Other Variables Ascertainment (Race, Sex, Insurance, Age at Injury)
Race and ethnicity were self-reported. We collected data on those who self-identified as White, Black/African American, and some other race. Additional races represented in our data consisted of American Indian/Alaska Native, Asian, and Hawaiian Native/Other Pacific Islander. Similarly, participants self-identified as non-Hispanic/Latino or Hispanic/Latino. Self-reported variables have been utilized and deemed to be reliable with at least an estimated 80 % confidence [19]. Sex was available as male and female and was measured on a nominal scale. As recommended by the American Medical Association, we used boys and girls to represent the sex of our patients [20]. Furthermore, sex was critical to stratify sports-related concussion and was included in prevalence risk ratio test and adjusted risk ratio test. We examined insurance as both a proxy for income and access to available care following concussion. The insurance variable was classified into commercial (private), public (Medicaid), and uninsured/self-pay. We assessed the effect of insurance on cognitive-related symptoms using private/commercial insurance as the reference group. Data from our medical records were available for age on a continuous scale. To assess the effect of age on CRS as well as concussion, we utilized age as a continuous variable and transformed the age variable into categories, namely 2–9 years, 10–14 years, and 15–19 years. These ages at injury were treated as continuous variables which were later categorized to assess the impact of age on concussion as well as cognitive-related symptom.
Statistical Analysis
The categorical and nominal variables including the prevalence of CRS were summarized using frequency and percentages, while the continuous scale variable was summarized using median and interquartile range (IQR) depending on the normality assumption. The chi-squared statistic, Pearson, and where necessary Fisher’s exact were used to characterize the categorical and nominal variables with concussion and cognitive-related symptoms. To examine the association between race, ethnicity sex, insurance, age, and age group with CRS, univariable and multivariable log binomial regression models were used.

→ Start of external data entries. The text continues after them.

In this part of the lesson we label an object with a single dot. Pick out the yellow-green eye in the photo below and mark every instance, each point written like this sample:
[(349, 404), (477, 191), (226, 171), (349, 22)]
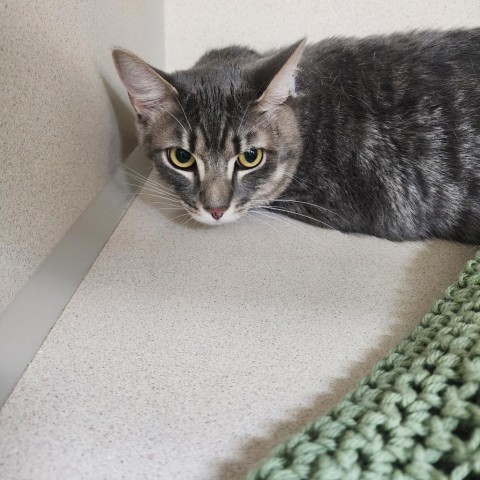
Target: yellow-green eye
[(180, 158), (250, 158)]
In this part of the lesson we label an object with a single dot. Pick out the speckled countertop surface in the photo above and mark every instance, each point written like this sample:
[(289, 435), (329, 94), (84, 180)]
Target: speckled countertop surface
[(189, 352)]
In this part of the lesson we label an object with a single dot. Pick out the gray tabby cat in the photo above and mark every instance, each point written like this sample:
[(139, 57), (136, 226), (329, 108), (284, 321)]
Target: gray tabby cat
[(378, 135)]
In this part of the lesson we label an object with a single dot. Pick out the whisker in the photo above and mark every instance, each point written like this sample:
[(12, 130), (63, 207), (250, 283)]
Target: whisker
[(146, 179), (178, 216), (165, 194), (313, 205), (300, 214), (169, 208), (165, 199), (262, 221), (296, 227)]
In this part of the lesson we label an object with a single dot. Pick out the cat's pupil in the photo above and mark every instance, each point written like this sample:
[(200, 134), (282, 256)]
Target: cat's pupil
[(251, 155), (182, 155)]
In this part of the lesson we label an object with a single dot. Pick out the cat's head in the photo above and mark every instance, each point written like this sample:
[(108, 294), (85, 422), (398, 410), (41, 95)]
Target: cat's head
[(223, 134)]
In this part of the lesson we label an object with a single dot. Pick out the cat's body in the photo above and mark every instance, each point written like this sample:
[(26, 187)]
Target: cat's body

We built a multivariable log binomial regression model to examine the simultaneous effect of race, sex, insurance, age, and age group on CRS. We used forward loading and backward elimination and included all variables that were significant at 0.25 type I error, potential confounding variables with 10 % difference between the crude and stratified association and those that had a biologic or clinical relevance, such as age and sex. The significance level for the univariable model was 0.05 (95 % confidence interval), while the significance level for the multivariable model was 0.01 (99 % confidence interval) as to minimize type I error that may result from multiple comparison in the multivariable log binomial regression model. All tests were two-tailed, and the entire analyses were performed using Stata version 13.0 (Stata Corporation, College Station, Texas) [21].